We can also give every worker the same true initial state, here \(h_0=2\) and \(u_0=1\), by passing a fixed μ_sim_0 and a zero Σ_sim_0 to simulate_workers.
fig, ax = plt.subplots(figsize=(7, 7))
μ_sim_0 = np.array([[2.0],
[1.0]])
Σ_sim_0 = np.zeros((2,2))
uhat_0s = [2, -2, 1]
αs = [0.2, 0.3, 0.5]
βs = [0.2, 0.9, 0.3]
for i, (uhat_0, α, β) in enumerate(zip(uhat_0s, αs, βs)):
worker = create_worker(uhat_0=uhat_0, α=α, β=β)
simulate_workers(worker, T, ax, μ_sim_0=μ_sim_0, Σ_sim_0=Σ_sim_0,
diff=False, name=r'$u_{{{}, 0}}$'.format(i))

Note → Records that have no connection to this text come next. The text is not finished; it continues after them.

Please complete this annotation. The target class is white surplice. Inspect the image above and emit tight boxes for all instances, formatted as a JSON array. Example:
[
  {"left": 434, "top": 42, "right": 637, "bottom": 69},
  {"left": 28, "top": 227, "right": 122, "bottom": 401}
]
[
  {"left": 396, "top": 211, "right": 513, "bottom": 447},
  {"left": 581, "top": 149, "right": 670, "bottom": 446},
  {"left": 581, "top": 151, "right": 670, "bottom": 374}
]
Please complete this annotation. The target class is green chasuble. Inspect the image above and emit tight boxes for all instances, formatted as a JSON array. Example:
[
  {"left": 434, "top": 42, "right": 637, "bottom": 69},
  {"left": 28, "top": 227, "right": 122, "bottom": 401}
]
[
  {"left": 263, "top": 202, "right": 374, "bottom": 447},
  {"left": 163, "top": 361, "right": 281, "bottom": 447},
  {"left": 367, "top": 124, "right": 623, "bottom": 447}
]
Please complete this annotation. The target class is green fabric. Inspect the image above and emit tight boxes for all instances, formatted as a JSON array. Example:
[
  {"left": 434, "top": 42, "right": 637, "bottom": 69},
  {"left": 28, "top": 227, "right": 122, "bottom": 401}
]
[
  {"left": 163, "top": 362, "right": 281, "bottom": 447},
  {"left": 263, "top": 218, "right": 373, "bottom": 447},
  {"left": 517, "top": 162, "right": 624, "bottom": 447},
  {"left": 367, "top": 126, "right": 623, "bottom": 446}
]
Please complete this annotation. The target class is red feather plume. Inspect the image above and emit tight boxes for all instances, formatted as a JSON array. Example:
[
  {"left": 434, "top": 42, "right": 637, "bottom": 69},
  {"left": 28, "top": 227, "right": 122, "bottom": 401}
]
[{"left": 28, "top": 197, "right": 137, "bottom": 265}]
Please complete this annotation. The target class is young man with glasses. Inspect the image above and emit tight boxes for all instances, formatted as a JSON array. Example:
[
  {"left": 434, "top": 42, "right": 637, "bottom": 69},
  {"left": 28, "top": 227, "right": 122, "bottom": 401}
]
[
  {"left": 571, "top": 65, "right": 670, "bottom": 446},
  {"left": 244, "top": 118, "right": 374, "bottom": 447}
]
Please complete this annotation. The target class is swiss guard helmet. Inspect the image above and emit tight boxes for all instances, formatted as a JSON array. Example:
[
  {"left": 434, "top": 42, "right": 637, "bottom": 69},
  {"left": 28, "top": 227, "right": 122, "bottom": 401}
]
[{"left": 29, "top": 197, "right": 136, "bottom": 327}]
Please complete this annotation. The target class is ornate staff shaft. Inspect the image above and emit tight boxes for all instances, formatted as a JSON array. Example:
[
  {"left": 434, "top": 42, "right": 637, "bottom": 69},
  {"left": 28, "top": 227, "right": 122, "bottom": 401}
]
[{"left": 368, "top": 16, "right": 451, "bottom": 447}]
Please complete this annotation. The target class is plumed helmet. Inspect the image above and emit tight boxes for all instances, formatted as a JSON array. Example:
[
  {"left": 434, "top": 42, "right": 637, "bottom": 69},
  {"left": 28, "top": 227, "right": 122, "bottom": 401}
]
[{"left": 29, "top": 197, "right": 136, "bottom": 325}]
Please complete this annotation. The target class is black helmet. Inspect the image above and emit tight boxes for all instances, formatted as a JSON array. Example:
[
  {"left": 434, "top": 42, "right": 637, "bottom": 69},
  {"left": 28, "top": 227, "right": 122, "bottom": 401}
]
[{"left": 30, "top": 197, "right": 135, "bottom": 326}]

# This controls the boundary of plots
ax.set_ylim(ymin=-3, ymax=3)
ax.legend(bbox_to_anchor=(1, 0.5))
plt.show()
Fig. 46.6 Inferred work ethic when every worker starts at \(h_0=2\) and \(u_0=1\)#
Even though the firm begins from different prior means \(\hat u_0\), all three workers share the true work ethic \(u_0 = 1\), and the inferred paths converge to that common dashed line at speeds that again reflect each worker’s \(\beta\).
Finally, we track a single worker type under two different true effort levels, comparing a hard-working worker with \(u_0=100\) against a normal worker with \(u_0=30\).
T = 50
fig, ax = plt.subplots(figsize=(7, 7))
μ_sim_0_1 = np.array([[1],
[100]])
μ_sim_0_2 = np.array([[1],
[30]])
Σ_sim_0 = np.zeros((2, 2))
worker = create_worker(uhat_0=1, α=0.5, β=0.3)
simulate_workers(worker, T, ax, μ_sim_0=μ_sim_0_1, Σ_sim_0=Σ_sim_0,
diff=False, name=r'Hard-working worker')
simulate_workers(worker, T, ax, μ_sim_0=μ_sim_0_2, Σ_sim_0=Σ_sim_0,
diff=False, name=r'Normal worker')
ax.legend(bbox_to_anchor=(1, 0.5))
plt.show()
Fig. 46.7 A hard-working worker and a less hard-working worker#
Both inferred paths start from the firm’s common prior \(\hat u_0 = 1\) and climb toward their different true values, showing that the filter corrects the gap between prior and truth as evidence accumulates.
46.6. Future extensions#
We can do lots of enlightening experiments by creating new types of workers and letting the firm learn about their hidden (to the firm) states by observing just their output histories.